28 U.S.C. § 1341 provides that: "The district courts shall not enjoin, suspend or restrain the assessment, levy or collection of any tax under State law where a plain, speedy and efficient remedy may be had in the courts of such state."
We concluded in American Commuters Association v. Levitt, 405 F.2d 1148, 1151 (2 Cir. 1969), that "when there are adequate state remedies available, Section 1341 means what it so plainly says and that federal jurisdiction is still precluded by it." Basing a complaint upon alleged violation of civil rights, 28 U.S.C. § 1343(3) and 42 U.S.C. § 1983 or of the Federal Constitution will not avoid the prohibition contained in Section 1341. Levitt, supra; see also Gray v. Morgan, 371 F.2d 172 (7 Cir. 1966), cert. denied, 386 U.S. 1033, 18 L. Ed. 2d 596, 87 S. Ct. 1484 (1967). Plaintiffs' argument that they are not seeking to claim illegality or that the assessment was illegal is no more than a play on words. Nor is their argument that they have no plain, speedy and efficient remedy in the New York Courts more convincing.
As Judge Neaher observed, the Real Property Law of the State of New York subjects all real property in the State to taxation by counties, cities, towns, villages or school districts for municipal or school district purposes. (N.Y. Real Property Tax Law, McKinney's § 300). The Suffolk County Tax Act, enacted by the State Legislature, permits the taxing of real property in Suffolk County in accordance with the needs of its several Town governments, villages and separate school districts.

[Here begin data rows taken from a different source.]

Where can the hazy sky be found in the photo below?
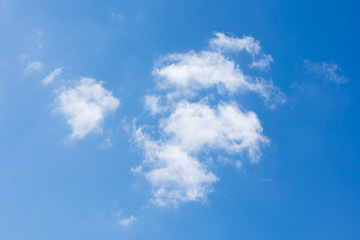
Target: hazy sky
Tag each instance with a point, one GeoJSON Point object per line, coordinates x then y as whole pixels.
{"type": "Point", "coordinates": [179, 120]}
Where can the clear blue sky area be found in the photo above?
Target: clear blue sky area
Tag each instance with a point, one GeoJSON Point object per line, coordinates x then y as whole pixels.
{"type": "Point", "coordinates": [179, 119]}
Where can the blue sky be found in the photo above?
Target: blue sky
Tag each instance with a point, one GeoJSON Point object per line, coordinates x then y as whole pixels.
{"type": "Point", "coordinates": [179, 120]}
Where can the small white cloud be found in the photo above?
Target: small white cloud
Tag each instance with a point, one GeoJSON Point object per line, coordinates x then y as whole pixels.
{"type": "Point", "coordinates": [329, 71]}
{"type": "Point", "coordinates": [49, 78]}
{"type": "Point", "coordinates": [175, 163]}
{"type": "Point", "coordinates": [152, 103]}
{"type": "Point", "coordinates": [226, 43]}
{"type": "Point", "coordinates": [33, 66]}
{"type": "Point", "coordinates": [193, 71]}
{"type": "Point", "coordinates": [125, 222]}
{"type": "Point", "coordinates": [249, 44]}
{"type": "Point", "coordinates": [263, 63]}
{"type": "Point", "coordinates": [85, 106]}
{"type": "Point", "coordinates": [115, 16]}
{"type": "Point", "coordinates": [175, 172]}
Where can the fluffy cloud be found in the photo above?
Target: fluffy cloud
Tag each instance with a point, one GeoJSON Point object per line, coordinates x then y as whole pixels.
{"type": "Point", "coordinates": [152, 103]}
{"type": "Point", "coordinates": [249, 44]}
{"type": "Point", "coordinates": [194, 71]}
{"type": "Point", "coordinates": [329, 71]}
{"type": "Point", "coordinates": [33, 66]}
{"type": "Point", "coordinates": [172, 166]}
{"type": "Point", "coordinates": [189, 131]}
{"type": "Point", "coordinates": [49, 78]}
{"type": "Point", "coordinates": [85, 106]}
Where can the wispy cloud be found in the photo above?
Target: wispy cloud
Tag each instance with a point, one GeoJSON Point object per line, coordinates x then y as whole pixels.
{"type": "Point", "coordinates": [115, 16]}
{"type": "Point", "coordinates": [85, 106]}
{"type": "Point", "coordinates": [49, 78]}
{"type": "Point", "coordinates": [249, 44]}
{"type": "Point", "coordinates": [33, 67]}
{"type": "Point", "coordinates": [189, 129]}
{"type": "Point", "coordinates": [125, 221]}
{"type": "Point", "coordinates": [329, 71]}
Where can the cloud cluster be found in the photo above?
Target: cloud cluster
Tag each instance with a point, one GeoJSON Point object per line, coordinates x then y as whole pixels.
{"type": "Point", "coordinates": [191, 130]}
{"type": "Point", "coordinates": [85, 106]}
{"type": "Point", "coordinates": [50, 78]}
{"type": "Point", "coordinates": [33, 67]}
{"type": "Point", "coordinates": [329, 71]}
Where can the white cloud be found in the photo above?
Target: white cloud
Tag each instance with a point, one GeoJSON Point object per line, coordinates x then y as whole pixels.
{"type": "Point", "coordinates": [49, 78]}
{"type": "Point", "coordinates": [194, 126]}
{"type": "Point", "coordinates": [329, 71]}
{"type": "Point", "coordinates": [33, 66]}
{"type": "Point", "coordinates": [175, 172]}
{"type": "Point", "coordinates": [249, 44]}
{"type": "Point", "coordinates": [263, 63]}
{"type": "Point", "coordinates": [152, 104]}
{"type": "Point", "coordinates": [175, 162]}
{"type": "Point", "coordinates": [116, 16]}
{"type": "Point", "coordinates": [195, 71]}
{"type": "Point", "coordinates": [223, 42]}
{"type": "Point", "coordinates": [85, 106]}
{"type": "Point", "coordinates": [125, 222]}
{"type": "Point", "coordinates": [174, 175]}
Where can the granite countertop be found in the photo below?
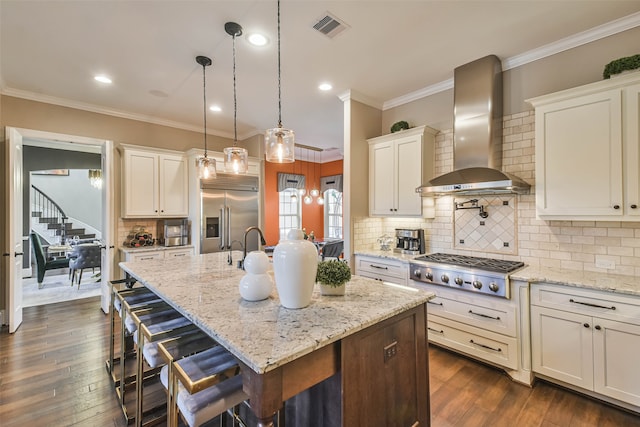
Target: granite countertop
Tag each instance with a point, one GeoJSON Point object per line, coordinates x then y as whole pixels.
{"type": "Point", "coordinates": [154, 248]}
{"type": "Point", "coordinates": [263, 334]}
{"type": "Point", "coordinates": [580, 279]}
{"type": "Point", "coordinates": [385, 254]}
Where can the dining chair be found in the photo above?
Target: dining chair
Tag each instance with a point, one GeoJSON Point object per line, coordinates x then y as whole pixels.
{"type": "Point", "coordinates": [43, 261]}
{"type": "Point", "coordinates": [332, 249]}
{"type": "Point", "coordinates": [83, 256]}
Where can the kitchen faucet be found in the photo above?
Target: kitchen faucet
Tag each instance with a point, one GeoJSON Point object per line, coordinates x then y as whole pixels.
{"type": "Point", "coordinates": [229, 257]}
{"type": "Point", "coordinates": [244, 254]}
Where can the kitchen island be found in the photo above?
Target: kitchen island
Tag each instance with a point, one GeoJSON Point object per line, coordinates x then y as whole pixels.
{"type": "Point", "coordinates": [373, 339]}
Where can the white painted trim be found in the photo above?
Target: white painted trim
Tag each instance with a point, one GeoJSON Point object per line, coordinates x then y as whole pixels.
{"type": "Point", "coordinates": [579, 39]}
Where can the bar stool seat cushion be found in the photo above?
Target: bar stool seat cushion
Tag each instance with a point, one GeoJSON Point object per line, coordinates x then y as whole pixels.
{"type": "Point", "coordinates": [207, 404]}
{"type": "Point", "coordinates": [150, 350]}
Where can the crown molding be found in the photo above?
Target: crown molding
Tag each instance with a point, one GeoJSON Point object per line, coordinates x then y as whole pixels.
{"type": "Point", "coordinates": [605, 30]}
{"type": "Point", "coordinates": [352, 95]}
{"type": "Point", "coordinates": [38, 97]}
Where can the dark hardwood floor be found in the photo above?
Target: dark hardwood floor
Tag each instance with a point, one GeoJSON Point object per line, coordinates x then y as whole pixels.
{"type": "Point", "coordinates": [52, 373]}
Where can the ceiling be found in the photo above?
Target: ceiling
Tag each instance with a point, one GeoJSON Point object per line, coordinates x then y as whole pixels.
{"type": "Point", "coordinates": [391, 50]}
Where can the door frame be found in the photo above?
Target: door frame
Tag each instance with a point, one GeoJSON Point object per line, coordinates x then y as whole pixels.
{"type": "Point", "coordinates": [108, 216]}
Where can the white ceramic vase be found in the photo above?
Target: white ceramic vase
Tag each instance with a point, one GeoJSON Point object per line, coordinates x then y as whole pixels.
{"type": "Point", "coordinates": [295, 263]}
{"type": "Point", "coordinates": [256, 285]}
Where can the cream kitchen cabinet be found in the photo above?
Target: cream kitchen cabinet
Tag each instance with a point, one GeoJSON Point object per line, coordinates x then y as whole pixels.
{"type": "Point", "coordinates": [588, 339]}
{"type": "Point", "coordinates": [161, 252]}
{"type": "Point", "coordinates": [587, 151]}
{"type": "Point", "coordinates": [155, 184]}
{"type": "Point", "coordinates": [383, 269]}
{"type": "Point", "coordinates": [398, 164]}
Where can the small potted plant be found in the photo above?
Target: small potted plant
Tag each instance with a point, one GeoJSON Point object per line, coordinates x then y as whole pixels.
{"type": "Point", "coordinates": [332, 277]}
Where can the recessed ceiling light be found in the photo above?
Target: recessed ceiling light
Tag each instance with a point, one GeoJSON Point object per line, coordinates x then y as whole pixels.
{"type": "Point", "coordinates": [102, 79]}
{"type": "Point", "coordinates": [257, 39]}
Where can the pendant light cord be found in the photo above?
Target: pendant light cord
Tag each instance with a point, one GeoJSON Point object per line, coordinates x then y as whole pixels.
{"type": "Point", "coordinates": [279, 84]}
{"type": "Point", "coordinates": [235, 108]}
{"type": "Point", "coordinates": [204, 98]}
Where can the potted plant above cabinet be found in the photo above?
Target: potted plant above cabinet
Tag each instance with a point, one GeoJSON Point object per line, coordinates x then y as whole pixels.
{"type": "Point", "coordinates": [398, 164]}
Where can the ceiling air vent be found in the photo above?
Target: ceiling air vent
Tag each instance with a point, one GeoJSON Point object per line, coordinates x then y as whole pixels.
{"type": "Point", "coordinates": [330, 25]}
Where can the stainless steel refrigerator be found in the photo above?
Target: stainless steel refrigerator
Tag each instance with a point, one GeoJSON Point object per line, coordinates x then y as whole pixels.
{"type": "Point", "coordinates": [229, 206]}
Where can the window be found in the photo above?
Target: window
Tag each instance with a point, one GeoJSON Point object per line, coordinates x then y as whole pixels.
{"type": "Point", "coordinates": [332, 214]}
{"type": "Point", "coordinates": [290, 212]}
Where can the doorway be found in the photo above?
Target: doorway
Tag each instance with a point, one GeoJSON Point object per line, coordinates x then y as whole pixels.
{"type": "Point", "coordinates": [19, 139]}
{"type": "Point", "coordinates": [60, 218]}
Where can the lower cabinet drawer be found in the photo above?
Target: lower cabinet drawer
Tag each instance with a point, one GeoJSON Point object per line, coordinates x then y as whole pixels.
{"type": "Point", "coordinates": [382, 277]}
{"type": "Point", "coordinates": [145, 256]}
{"type": "Point", "coordinates": [178, 253]}
{"type": "Point", "coordinates": [494, 348]}
{"type": "Point", "coordinates": [500, 319]}
{"type": "Point", "coordinates": [384, 269]}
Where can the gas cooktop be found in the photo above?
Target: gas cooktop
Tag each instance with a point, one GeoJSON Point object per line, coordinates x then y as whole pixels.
{"type": "Point", "coordinates": [482, 275]}
{"type": "Point", "coordinates": [488, 264]}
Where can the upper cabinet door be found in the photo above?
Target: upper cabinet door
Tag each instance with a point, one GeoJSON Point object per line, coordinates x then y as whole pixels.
{"type": "Point", "coordinates": [140, 184]}
{"type": "Point", "coordinates": [154, 184]}
{"type": "Point", "coordinates": [409, 166]}
{"type": "Point", "coordinates": [631, 152]}
{"type": "Point", "coordinates": [381, 179]}
{"type": "Point", "coordinates": [173, 186]}
{"type": "Point", "coordinates": [579, 156]}
{"type": "Point", "coordinates": [398, 164]}
{"type": "Point", "coordinates": [587, 151]}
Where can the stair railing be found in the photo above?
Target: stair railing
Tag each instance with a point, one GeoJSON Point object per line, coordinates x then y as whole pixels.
{"type": "Point", "coordinates": [50, 209]}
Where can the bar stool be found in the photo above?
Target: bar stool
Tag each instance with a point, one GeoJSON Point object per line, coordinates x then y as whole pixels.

The remedies afforded for review of real property assessments are adequate. Plaintiffs may seek judicial review of their assessment under Section 700 of the Real Property Tax Law, and adverse determinations may be appealed, § 724. That the remedy is expeditious is shown by Section 700(3) which grants to such proceedings and appeals a preference over all other civil actions and proceedings in all courts. The Rules of Practice, Supreme Court, Suffolk County permit the taxpayer to move for judgment on the pleadings (Real Property Tax Law § 720(1), or to move for summary judgment pursuant to CPLR 3212.
Moreover, the taxpayer may bring a declaratory judgment action where the taxing statute is said to be unconstitutional. Richfield Oil Corp. v. City of Syracuse, 287 N.Y. 234, 239, 39 N.E.2d 219 (1942).
The complaint was properly dismissed for lack of subject matter jurisdiction.